Dari sekian poin Sabdatama di atas, poin dominan yang saya tangkap adalah; bahwa pengangkatan Tahta Kesultanan Ngayogyokarto adalah mutlak otoritas Sultan. Siapapun dilarang turut rembug membicarakan tahta Kesultanan. Bahkan kerabat Keraton sekalipun.

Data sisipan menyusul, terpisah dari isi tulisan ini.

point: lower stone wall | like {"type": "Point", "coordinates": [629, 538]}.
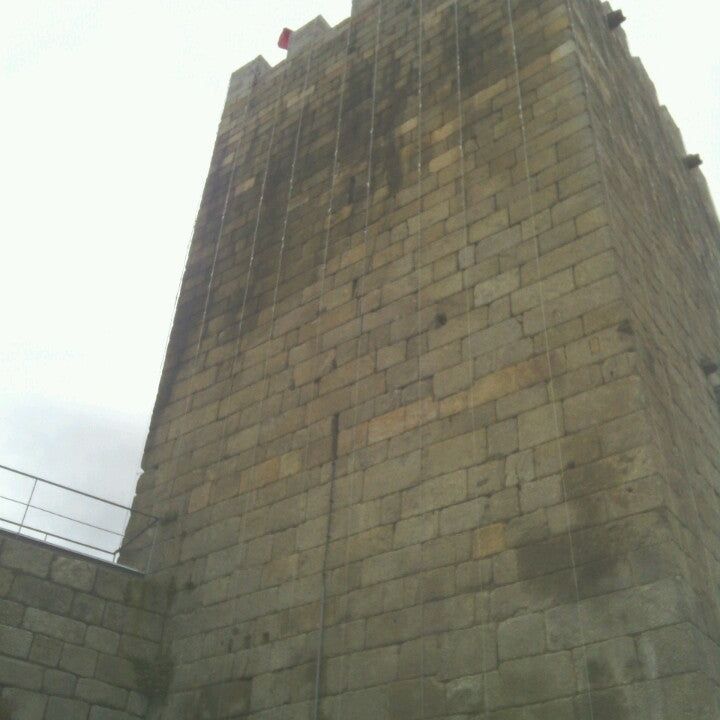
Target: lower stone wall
{"type": "Point", "coordinates": [79, 638]}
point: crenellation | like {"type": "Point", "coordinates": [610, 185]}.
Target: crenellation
{"type": "Point", "coordinates": [450, 451]}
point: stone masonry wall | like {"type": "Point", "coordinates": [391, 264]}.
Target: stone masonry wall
{"type": "Point", "coordinates": [432, 439]}
{"type": "Point", "coordinates": [71, 632]}
{"type": "Point", "coordinates": [666, 237]}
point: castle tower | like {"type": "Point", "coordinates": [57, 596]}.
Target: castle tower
{"type": "Point", "coordinates": [437, 434]}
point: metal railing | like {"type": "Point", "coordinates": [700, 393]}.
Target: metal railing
{"type": "Point", "coordinates": [76, 520]}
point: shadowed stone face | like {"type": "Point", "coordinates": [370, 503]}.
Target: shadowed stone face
{"type": "Point", "coordinates": [436, 436]}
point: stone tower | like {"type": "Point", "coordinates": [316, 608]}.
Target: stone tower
{"type": "Point", "coordinates": [437, 433]}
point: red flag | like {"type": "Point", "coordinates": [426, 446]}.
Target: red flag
{"type": "Point", "coordinates": [284, 40]}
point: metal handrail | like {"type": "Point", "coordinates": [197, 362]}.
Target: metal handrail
{"type": "Point", "coordinates": [22, 524]}
{"type": "Point", "coordinates": [76, 491]}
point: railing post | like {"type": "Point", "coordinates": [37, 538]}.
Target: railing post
{"type": "Point", "coordinates": [27, 507]}
{"type": "Point", "coordinates": [156, 525]}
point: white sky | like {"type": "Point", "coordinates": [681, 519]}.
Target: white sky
{"type": "Point", "coordinates": [110, 109]}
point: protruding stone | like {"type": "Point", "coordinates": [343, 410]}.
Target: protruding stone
{"type": "Point", "coordinates": [615, 19]}
{"type": "Point", "coordinates": [314, 32]}
{"type": "Point", "coordinates": [245, 78]}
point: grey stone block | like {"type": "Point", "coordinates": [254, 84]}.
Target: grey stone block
{"type": "Point", "coordinates": [42, 594]}
{"type": "Point", "coordinates": [45, 650]}
{"type": "Point", "coordinates": [103, 640]}
{"type": "Point", "coordinates": [17, 673]}
{"type": "Point", "coordinates": [14, 641]}
{"type": "Point", "coordinates": [521, 636]}
{"type": "Point", "coordinates": [27, 556]}
{"type": "Point", "coordinates": [531, 680]}
{"type": "Point", "coordinates": [66, 709]}
{"type": "Point", "coordinates": [56, 682]}
{"type": "Point", "coordinates": [56, 626]}
{"type": "Point", "coordinates": [78, 660]}
{"type": "Point", "coordinates": [25, 705]}
{"type": "Point", "coordinates": [87, 609]}
{"type": "Point", "coordinates": [97, 692]}
{"type": "Point", "coordinates": [614, 662]}
{"type": "Point", "coordinates": [73, 572]}
{"type": "Point", "coordinates": [11, 613]}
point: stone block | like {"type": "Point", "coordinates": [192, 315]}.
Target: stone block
{"type": "Point", "coordinates": [15, 642]}
{"type": "Point", "coordinates": [45, 650]}
{"type": "Point", "coordinates": [96, 692]}
{"type": "Point", "coordinates": [66, 709]}
{"type": "Point", "coordinates": [521, 636]}
{"type": "Point", "coordinates": [21, 674]}
{"type": "Point", "coordinates": [73, 572]}
{"type": "Point", "coordinates": [25, 705]}
{"type": "Point", "coordinates": [78, 660]}
{"type": "Point", "coordinates": [56, 682]}
{"type": "Point", "coordinates": [530, 680]}
{"type": "Point", "coordinates": [606, 664]}
{"type": "Point", "coordinates": [55, 626]}
{"type": "Point", "coordinates": [26, 556]}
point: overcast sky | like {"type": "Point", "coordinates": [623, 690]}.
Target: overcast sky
{"type": "Point", "coordinates": [110, 109]}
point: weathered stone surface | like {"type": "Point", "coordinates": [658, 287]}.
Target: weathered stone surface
{"type": "Point", "coordinates": [456, 447]}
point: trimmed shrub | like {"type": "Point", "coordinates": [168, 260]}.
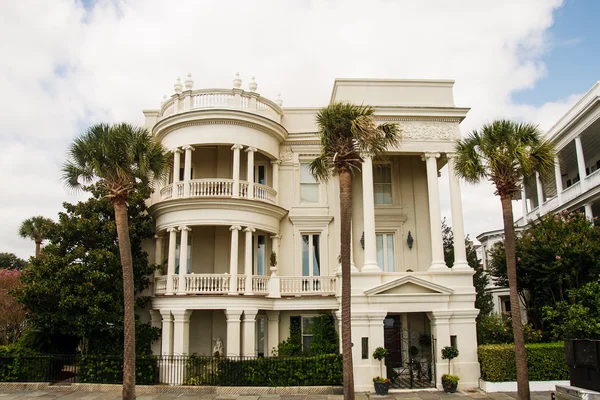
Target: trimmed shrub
{"type": "Point", "coordinates": [545, 361]}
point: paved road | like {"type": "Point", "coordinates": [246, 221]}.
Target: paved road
{"type": "Point", "coordinates": [421, 395]}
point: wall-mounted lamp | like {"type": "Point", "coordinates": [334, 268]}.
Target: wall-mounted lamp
{"type": "Point", "coordinates": [410, 240]}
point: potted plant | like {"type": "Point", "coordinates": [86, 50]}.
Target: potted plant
{"type": "Point", "coordinates": [449, 382]}
{"type": "Point", "coordinates": [382, 385]}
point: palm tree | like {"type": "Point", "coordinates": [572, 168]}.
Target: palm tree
{"type": "Point", "coordinates": [119, 158]}
{"type": "Point", "coordinates": [348, 135]}
{"type": "Point", "coordinates": [508, 154]}
{"type": "Point", "coordinates": [36, 229]}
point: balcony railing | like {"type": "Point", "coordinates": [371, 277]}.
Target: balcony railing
{"type": "Point", "coordinates": [218, 188]}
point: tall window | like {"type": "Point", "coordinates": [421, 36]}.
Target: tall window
{"type": "Point", "coordinates": [382, 183]}
{"type": "Point", "coordinates": [309, 187]}
{"type": "Point", "coordinates": [385, 252]}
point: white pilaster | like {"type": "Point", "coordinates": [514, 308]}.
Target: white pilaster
{"type": "Point", "coordinates": [458, 230]}
{"type": "Point", "coordinates": [580, 163]}
{"type": "Point", "coordinates": [181, 332]}
{"type": "Point", "coordinates": [233, 259]}
{"type": "Point", "coordinates": [435, 214]}
{"type": "Point", "coordinates": [233, 332]}
{"type": "Point", "coordinates": [370, 263]}
{"type": "Point", "coordinates": [171, 260]}
{"type": "Point", "coordinates": [248, 259]}
{"type": "Point", "coordinates": [250, 174]}
{"type": "Point", "coordinates": [236, 169]}
{"type": "Point", "coordinates": [183, 255]}
{"type": "Point", "coordinates": [249, 342]}
{"type": "Point", "coordinates": [558, 179]}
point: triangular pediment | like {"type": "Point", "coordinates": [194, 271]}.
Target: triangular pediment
{"type": "Point", "coordinates": [409, 285]}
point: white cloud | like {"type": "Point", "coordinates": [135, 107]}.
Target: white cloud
{"type": "Point", "coordinates": [63, 67]}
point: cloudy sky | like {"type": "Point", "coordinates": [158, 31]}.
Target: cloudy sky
{"type": "Point", "coordinates": [66, 64]}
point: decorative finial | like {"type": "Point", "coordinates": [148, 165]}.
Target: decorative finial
{"type": "Point", "coordinates": [252, 85]}
{"type": "Point", "coordinates": [189, 82]}
{"type": "Point", "coordinates": [237, 82]}
{"type": "Point", "coordinates": [178, 87]}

Terlepas dari pro dan kontra seputar Sabdatama, memang demikianlah tradisi turun-temurun Keraton. Otoritas tertinggi berada ditangan Sultan atau Raja. Namun harus kita sadari bahwa kebijakan-kebijakan Sultan selalu berorientasi kerakyatan. Kecil kemungkinan Ia akan mencari keuntungan pribadi. Karena segala kemewahan dan kekuasaan sudah dimilikinya semenjak Ia pertama kali melihat dunia. Bahkan mungkin sebelum Ia membuka mata. Terlahir di atas piring emas, itulah pribahasa yang saya rasa tepat untuk menggambarkan jalan hidup seorang Raja.

Yogyakarta, 12 Maret 2015

6 komentar:

  1. Wah masih kental ya kebudayaan di Jogja:') Salut banget yang masih bisa mempertahankan keberadaan adat istiadatnya di tengah jaman yang kian menggerus moral bangsa....... Aku keturunan orang Jogja tapi ke Jogjanya cuma pas bayi, jadi pengen kesana lagi deh huhuhu.

    BalasHapus
    Balasan
    1. saya aslinya ponorogo mas, tapi salut banget ama jogja, ditengah banyaknya pendatang yang datang ke jogja, jogja tetap dapat mempertahankan budaya identitasnya

      Hapus
  2. Makanya Jogja disebut daerah istimewa ya

    BalasHapus
  3. salah satu contoh efek positif pemerintahan semi otoriter.